- Written by: Preston Sturges
- Produced by: Academy of Motion Picture Arts and Sciences
- Starring: Walter Huston Eddie Bracken
- Distributed by: Paramount Pictures 20th Century-Fox War Activities Committee of the Motion Picture Industry
- Release date: January 16, 1942;
- Running time: 9 minutes
- Country: United States
- Language: English

= Safeguarding Military Information =

1942 film by Preston Sturges

Safeguarding Military Information was a short propaganda film produced by the Academy of Motion Picture Arts and Sciences in 1942.

==Description==
The film opens with a dramatic explosion of a ship by two undercover saboteurs and then fades into a written "Thoughtlessness Breeds Sabotage" message. A short vignette comes next with a sailor with his girlfriend on the telephone at a bar. As he placates her suspicions by telling her that he is sailing to Hawaii on the USS Navajo at 10:30 pm. A man with a radio disguised as a hearing aid is sitting next to him, and he sends the message to his confederates speaking in code with an enemy submarine, which blows up the ship.

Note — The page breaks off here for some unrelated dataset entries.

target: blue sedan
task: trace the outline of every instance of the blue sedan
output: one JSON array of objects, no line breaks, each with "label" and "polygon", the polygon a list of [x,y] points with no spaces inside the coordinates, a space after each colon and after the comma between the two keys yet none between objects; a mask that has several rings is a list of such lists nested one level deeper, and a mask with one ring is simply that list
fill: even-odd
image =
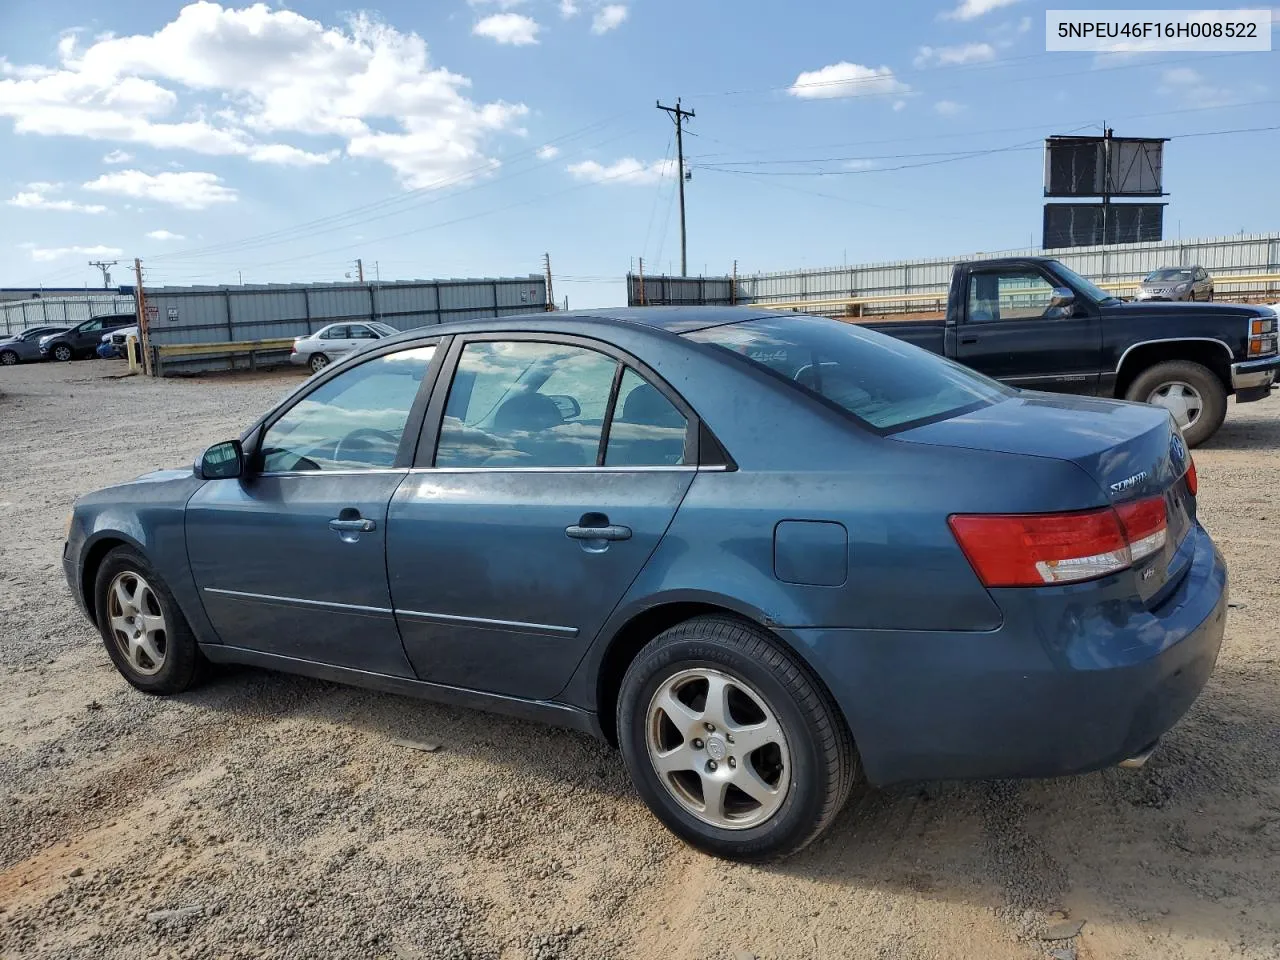
[{"label": "blue sedan", "polygon": [[851,791],[1145,760],[1227,572],[1167,411],[834,320],[608,310],[376,341],[194,469],[83,497],[135,687],[244,663],[589,731],[689,843]]}]

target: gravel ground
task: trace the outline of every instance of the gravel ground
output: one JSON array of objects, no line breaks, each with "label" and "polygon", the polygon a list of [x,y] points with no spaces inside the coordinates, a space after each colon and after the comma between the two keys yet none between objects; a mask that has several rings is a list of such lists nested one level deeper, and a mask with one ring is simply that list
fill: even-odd
[{"label": "gravel ground", "polygon": [[252,670],[127,686],[62,579],[73,499],[299,376],[121,372],[0,375],[0,958],[1280,956],[1280,400],[1197,453],[1235,609],[1145,769],[872,793],[753,867],[681,846],[576,734]]}]

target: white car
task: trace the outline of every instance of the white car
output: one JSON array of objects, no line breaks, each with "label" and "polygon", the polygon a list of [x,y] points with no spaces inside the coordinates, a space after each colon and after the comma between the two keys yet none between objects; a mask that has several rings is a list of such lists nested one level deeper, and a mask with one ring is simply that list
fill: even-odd
[{"label": "white car", "polygon": [[293,341],[293,353],[289,362],[308,366],[312,373],[319,373],[333,361],[383,337],[395,336],[400,331],[385,323],[331,323],[315,333],[297,337]]},{"label": "white car", "polygon": [[[129,337],[140,337],[138,325],[132,327],[122,327],[119,330],[108,330],[102,335],[102,342],[111,344],[111,355],[115,357],[125,356],[128,347]],[[99,347],[98,349],[102,349]],[[101,356],[101,354],[99,354]]]}]

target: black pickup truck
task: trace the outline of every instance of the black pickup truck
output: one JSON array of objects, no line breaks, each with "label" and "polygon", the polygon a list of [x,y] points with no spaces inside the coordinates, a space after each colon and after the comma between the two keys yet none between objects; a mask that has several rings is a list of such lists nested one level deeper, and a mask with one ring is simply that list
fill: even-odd
[{"label": "black pickup truck", "polygon": [[945,318],[864,325],[1011,386],[1159,404],[1191,446],[1280,368],[1270,307],[1126,303],[1043,257],[956,264]]}]

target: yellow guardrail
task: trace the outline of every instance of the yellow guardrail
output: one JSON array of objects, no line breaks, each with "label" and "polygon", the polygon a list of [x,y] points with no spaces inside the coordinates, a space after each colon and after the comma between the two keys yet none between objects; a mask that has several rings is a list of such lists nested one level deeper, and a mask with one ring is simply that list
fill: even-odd
[{"label": "yellow guardrail", "polygon": [[249,353],[254,350],[288,350],[293,347],[293,337],[277,337],[274,340],[223,340],[212,343],[157,343],[152,349],[161,359],[169,357],[205,356],[219,353]]},{"label": "yellow guardrail", "polygon": [[[1272,284],[1280,284],[1280,273],[1244,273],[1237,276],[1213,277],[1212,279],[1215,288],[1218,284],[1239,285],[1245,283],[1263,283],[1270,286]],[[1141,283],[1140,280],[1126,280],[1100,283],[1098,286],[1103,290],[1132,290],[1139,283]],[[1248,291],[1235,292],[1247,293]],[[889,293],[870,297],[839,297],[828,300],[756,301],[751,306],[763,307],[769,310],[811,310],[815,307],[860,307],[877,303],[941,303],[946,299],[947,291],[943,290],[938,293]]]}]

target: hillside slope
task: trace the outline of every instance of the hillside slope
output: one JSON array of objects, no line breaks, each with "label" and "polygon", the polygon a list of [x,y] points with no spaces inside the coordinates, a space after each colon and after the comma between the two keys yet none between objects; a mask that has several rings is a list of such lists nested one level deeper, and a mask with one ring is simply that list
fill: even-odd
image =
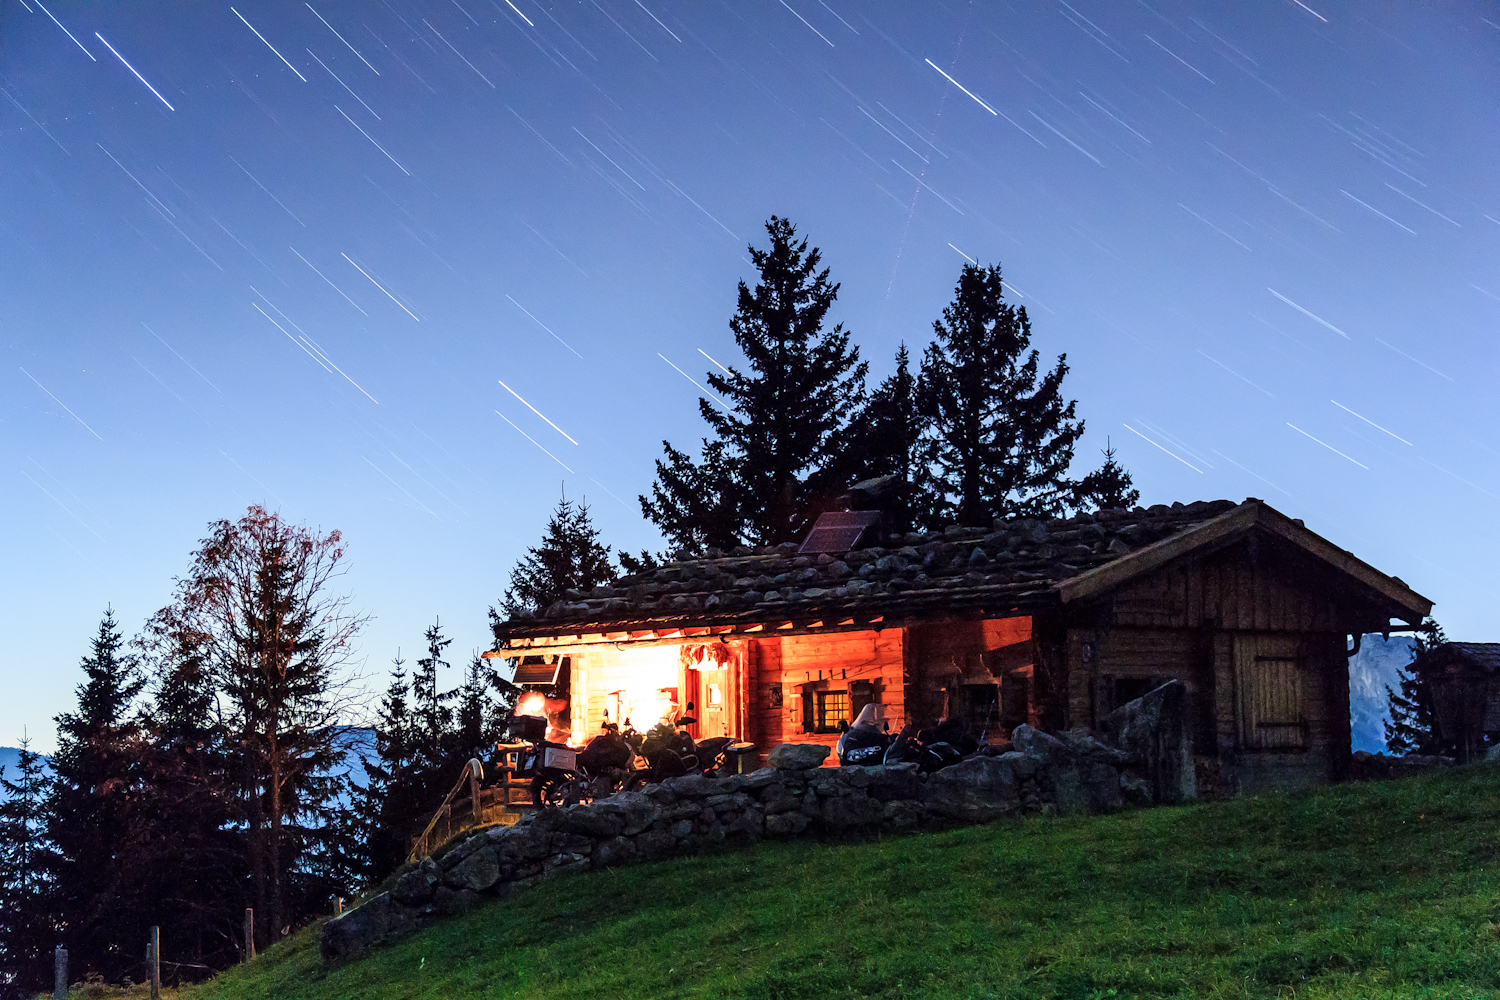
[{"label": "hillside slope", "polygon": [[1470,997],[1500,984],[1500,767],[558,879],[193,1000]]}]

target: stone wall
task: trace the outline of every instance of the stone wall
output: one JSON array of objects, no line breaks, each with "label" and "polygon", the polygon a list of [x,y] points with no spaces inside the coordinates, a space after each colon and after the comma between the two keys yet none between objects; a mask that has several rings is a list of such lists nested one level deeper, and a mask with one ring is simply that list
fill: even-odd
[{"label": "stone wall", "polygon": [[330,920],[323,929],[323,956],[357,954],[562,872],[763,838],[903,831],[1024,813],[1107,812],[1151,803],[1154,782],[1148,774],[1158,787],[1172,784],[1160,781],[1159,765],[1143,767],[1138,755],[1085,733],[1056,737],[1029,726],[1016,729],[1008,752],[926,775],[914,764],[818,766],[827,753],[823,746],[784,745],[773,751],[773,766],[753,774],[672,778],[588,805],[539,810],[515,826],[477,833],[404,870],[389,890]]}]

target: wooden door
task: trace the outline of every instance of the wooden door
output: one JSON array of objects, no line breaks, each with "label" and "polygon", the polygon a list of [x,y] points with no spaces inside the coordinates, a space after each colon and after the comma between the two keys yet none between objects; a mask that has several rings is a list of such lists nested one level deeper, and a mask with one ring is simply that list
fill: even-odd
[{"label": "wooden door", "polygon": [[[705,662],[704,666],[709,664]],[[699,669],[698,675],[698,739],[707,740],[715,736],[729,735],[729,671],[723,667],[714,670]]]},{"label": "wooden door", "polygon": [[1293,636],[1235,637],[1235,714],[1244,749],[1286,751],[1307,746],[1307,692],[1300,645]]}]

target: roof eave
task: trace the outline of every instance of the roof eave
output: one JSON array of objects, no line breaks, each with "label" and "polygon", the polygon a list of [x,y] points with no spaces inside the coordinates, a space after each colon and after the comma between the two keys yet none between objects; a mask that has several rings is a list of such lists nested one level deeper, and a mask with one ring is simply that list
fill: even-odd
[{"label": "roof eave", "polygon": [[1195,528],[1070,577],[1057,585],[1058,596],[1064,604],[1097,597],[1167,563],[1257,530],[1289,542],[1352,577],[1388,601],[1396,609],[1395,616],[1412,625],[1420,624],[1432,612],[1432,602],[1400,580],[1387,576],[1260,500],[1248,500]]}]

Walter Huston then appears as a military instructor briefing a class about military security, and narrates a short vignette about service men in a bowling alley and how they confront a stranger asking questions about military equipment.

Probably the most powerful segment is the last, in which a woman at a grocery store, tells the grocer about her son George taking a train to the West Coast, unaware of the person standing behind her. The film fades into a newspaper room, and an editor hurriedly ordering a re-write after receiving a telephone call. When the headline is shown, it does not show the information that the woman gave out, but that 200 servicemen died in a train explosion. The women's face is shown superimposed on the newspaper saying, "No, not George!"